Cabot Cliffs, Nova Scotia – Photo Credit: Golf Cape Breton

LN: The property at Citrus Farms has always been a personal favorite of mine ( as World Woods), what will people still recognize from its former self, and what won’t they recognize?

BCD: Well, I think it really is a re-imagination, what you’ll recognize is the great land for golf. Cabot Barrens that Kyle is doing was that exposed sandy look, and I think he’s really come up with an original take on it, he cleaned up and cleared some of the vegetation, removed some of the trees that were really choking off the airflow for golf. Then you get to see all of these majestic mossy Oaks that dot the Oaks course. We have a neat and fresh look on how to use that land. Nuzzo’s “21” is around the old 360° range, par 3, and where the short course was. I think for people with a memory of the place like yours, they will look at it and feel like they’re trying to piece it together, and for others, it will be what it is.

The 21. From The Cabot Collection

(While designing the unconventional short course known as “The 21”, Nuzzo spoke of drawing inspiration from global classics – “The Postage Stamp” at Royal Troon; Merion’s cambered par 4 – fifth ; and Mackenzie’s tilted masterpiece green complex on the 9th hole at Cypress Point. Players will be encouraged to use the ground contours – Cabot Citrus Farms will consistently feature firm and fast playing conditions. “The 21” features 14 par-3s, six par-4s, and one par 5)

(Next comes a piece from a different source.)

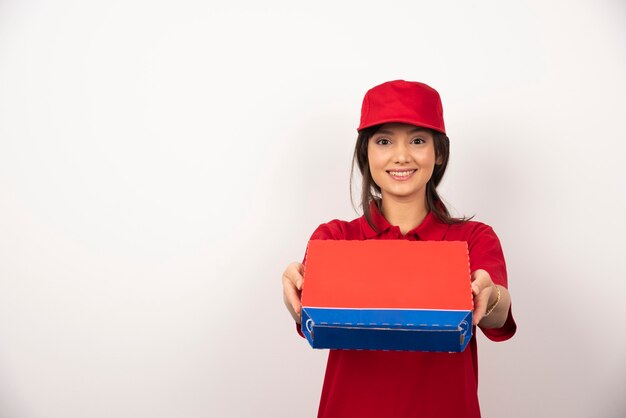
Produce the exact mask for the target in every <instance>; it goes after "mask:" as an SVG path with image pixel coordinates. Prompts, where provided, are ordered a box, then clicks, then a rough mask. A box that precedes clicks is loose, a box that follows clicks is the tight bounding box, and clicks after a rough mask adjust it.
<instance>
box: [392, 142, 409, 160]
mask: <svg viewBox="0 0 626 418" xmlns="http://www.w3.org/2000/svg"><path fill="white" fill-rule="evenodd" d="M394 151H395V152H394V156H393V159H394V162H395V163H396V164H404V163H408V162H409V160H410V158H411V157H410V156H409V149H408V147H407V146H406V145H405V144H403V143H399V144H397V145H396V147H395V150H394Z"/></svg>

LN: Are the routings on Barrens and Oaks completely changed from their original orientation?

BCD: Yes.

A simulated rendering of the new 16th hole at Cabot Barrens – Cabot Collection

LN: When does Cabot Saint Lucia open?

BCD: It will open in December. We were down there with Bill and Ben, some of the early buyers have played a few holes and we’ll be ready to play 9 holes soon.

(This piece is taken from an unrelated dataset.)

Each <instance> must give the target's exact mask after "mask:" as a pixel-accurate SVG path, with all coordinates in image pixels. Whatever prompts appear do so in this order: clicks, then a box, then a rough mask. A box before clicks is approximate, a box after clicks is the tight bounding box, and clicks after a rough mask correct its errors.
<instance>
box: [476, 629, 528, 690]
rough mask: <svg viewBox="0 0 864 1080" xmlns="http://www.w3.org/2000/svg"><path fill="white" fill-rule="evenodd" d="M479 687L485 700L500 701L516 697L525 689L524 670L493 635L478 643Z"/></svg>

Cabot Saint Lucia, aerial perspective – Cabot Collection

LN: You have Tom Doak signing on to do your new course in the Scottish Highlands, can you describe how that came to be?

BCD: We would like to do another course at Cabot Cape Breton, but we are working through a public consultation now, which is about 15 minutes south of Inverness. We had Tom do a plan for that, and I’ve known him for 20+ years. We were thinking about how to expand Cabot Highlands and how do we build something truly special. His love of Scottish and Links golf combined with the land we have that has amazing ocean frontage and we wanted to do something together there. He and I walked it immediately after covid restrictions were lifted, and we came to an agreement. It’s great fun to work with Tom.